One of the first actions we will have to take is to admit that racism is a problem in our community. Saying it out loud does not make it worse. In fact, being honest that this is an issue here and thinking critically about it is an act of community love.
The stories I have heard from constituents about overt and covert racism here are heartbreaking. We are an amazing community, but this is a clear problem here and one that rankles many to even talk about.
But we have to talk about it.
Further we have to do things to improve the situation. We can educate ourselves. We can read and amplify the work of experts and those with lived experience. We can do more to celebrate diversity and to welcome change.

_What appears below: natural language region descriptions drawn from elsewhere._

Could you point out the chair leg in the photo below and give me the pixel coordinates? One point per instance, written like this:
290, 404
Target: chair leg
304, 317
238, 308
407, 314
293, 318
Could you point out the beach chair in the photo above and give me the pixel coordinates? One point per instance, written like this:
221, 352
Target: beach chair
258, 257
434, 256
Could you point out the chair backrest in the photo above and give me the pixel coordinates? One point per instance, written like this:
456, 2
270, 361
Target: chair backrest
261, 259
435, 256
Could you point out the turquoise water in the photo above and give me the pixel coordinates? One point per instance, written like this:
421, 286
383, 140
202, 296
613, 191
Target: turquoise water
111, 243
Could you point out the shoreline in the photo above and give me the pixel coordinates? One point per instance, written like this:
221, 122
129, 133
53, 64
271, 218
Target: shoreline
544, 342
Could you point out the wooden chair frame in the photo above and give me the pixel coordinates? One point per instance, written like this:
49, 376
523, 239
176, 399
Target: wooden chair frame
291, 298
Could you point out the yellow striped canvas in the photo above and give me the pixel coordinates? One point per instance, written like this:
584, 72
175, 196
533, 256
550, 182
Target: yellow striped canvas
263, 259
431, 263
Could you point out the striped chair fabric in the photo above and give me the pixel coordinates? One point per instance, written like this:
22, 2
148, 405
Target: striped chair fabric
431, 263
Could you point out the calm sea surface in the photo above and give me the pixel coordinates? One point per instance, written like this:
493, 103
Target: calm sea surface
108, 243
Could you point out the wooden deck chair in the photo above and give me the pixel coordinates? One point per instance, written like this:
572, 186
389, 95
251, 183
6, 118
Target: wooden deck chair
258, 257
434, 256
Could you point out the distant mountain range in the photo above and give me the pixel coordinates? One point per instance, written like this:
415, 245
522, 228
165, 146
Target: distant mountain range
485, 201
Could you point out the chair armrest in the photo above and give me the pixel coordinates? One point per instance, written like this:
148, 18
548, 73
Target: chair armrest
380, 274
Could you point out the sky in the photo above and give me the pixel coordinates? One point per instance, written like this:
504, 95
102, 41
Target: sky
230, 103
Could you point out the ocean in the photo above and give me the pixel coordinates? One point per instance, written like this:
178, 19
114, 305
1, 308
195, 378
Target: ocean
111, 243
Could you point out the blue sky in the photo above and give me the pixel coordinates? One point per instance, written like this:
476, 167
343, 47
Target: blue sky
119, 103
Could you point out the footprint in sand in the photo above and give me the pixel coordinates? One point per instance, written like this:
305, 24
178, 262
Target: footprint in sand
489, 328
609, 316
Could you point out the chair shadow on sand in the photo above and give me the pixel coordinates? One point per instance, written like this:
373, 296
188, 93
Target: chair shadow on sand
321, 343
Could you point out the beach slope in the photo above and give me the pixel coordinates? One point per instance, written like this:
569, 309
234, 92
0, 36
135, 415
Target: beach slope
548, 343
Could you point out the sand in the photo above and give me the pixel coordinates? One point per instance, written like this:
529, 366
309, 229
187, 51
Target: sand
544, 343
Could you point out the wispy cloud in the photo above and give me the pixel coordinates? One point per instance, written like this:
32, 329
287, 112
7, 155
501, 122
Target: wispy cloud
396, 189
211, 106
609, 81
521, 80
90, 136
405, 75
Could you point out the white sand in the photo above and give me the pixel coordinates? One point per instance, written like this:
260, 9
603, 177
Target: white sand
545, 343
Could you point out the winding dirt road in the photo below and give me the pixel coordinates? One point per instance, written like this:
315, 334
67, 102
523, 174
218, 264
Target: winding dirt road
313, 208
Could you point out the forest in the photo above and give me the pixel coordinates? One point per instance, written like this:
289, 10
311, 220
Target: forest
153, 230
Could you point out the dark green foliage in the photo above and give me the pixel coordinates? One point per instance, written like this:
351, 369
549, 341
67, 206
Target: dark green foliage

And we can do some things on a practical level too:
- We can support businesses and organizations that are owned or led by BIPOC (Black, Indigenous, People of Colour) individuals.
- We can donate to organizations on the front lines of anti-racism work – if you can’t donate then take some time to research the kind of work being done and support it as you can, when you can.
- We can continue to work with local religious and cultural groups like our regional Mosque (https://brantfordmosque.ca/#) and regional Sikh Association (http://brantsikhs.com/) which are both wonderful community partners.
- We can support diversity by supporting the building of a mosque or temple in our community as changing demographics warrant.
- We can (and are) working on something that has been suggested by many anti-racist organizations which is more automated speed control. Our Streets Minneapolis recently published a paper (ourstreetsmpls.org) recommending the use of speed cameras for traffic enforcement to reduce racial disparities in ticketing.
- We can explore our own biases by taking the Harvard Implicit Bias Test (implicit.harvard.edu).
- We need confront racism when we see it. Silence is complicity. Instead let’s engage in those difficult conversations with one another. Discomfort in this way is a good path to growth overall.
Stay well and take care of each other.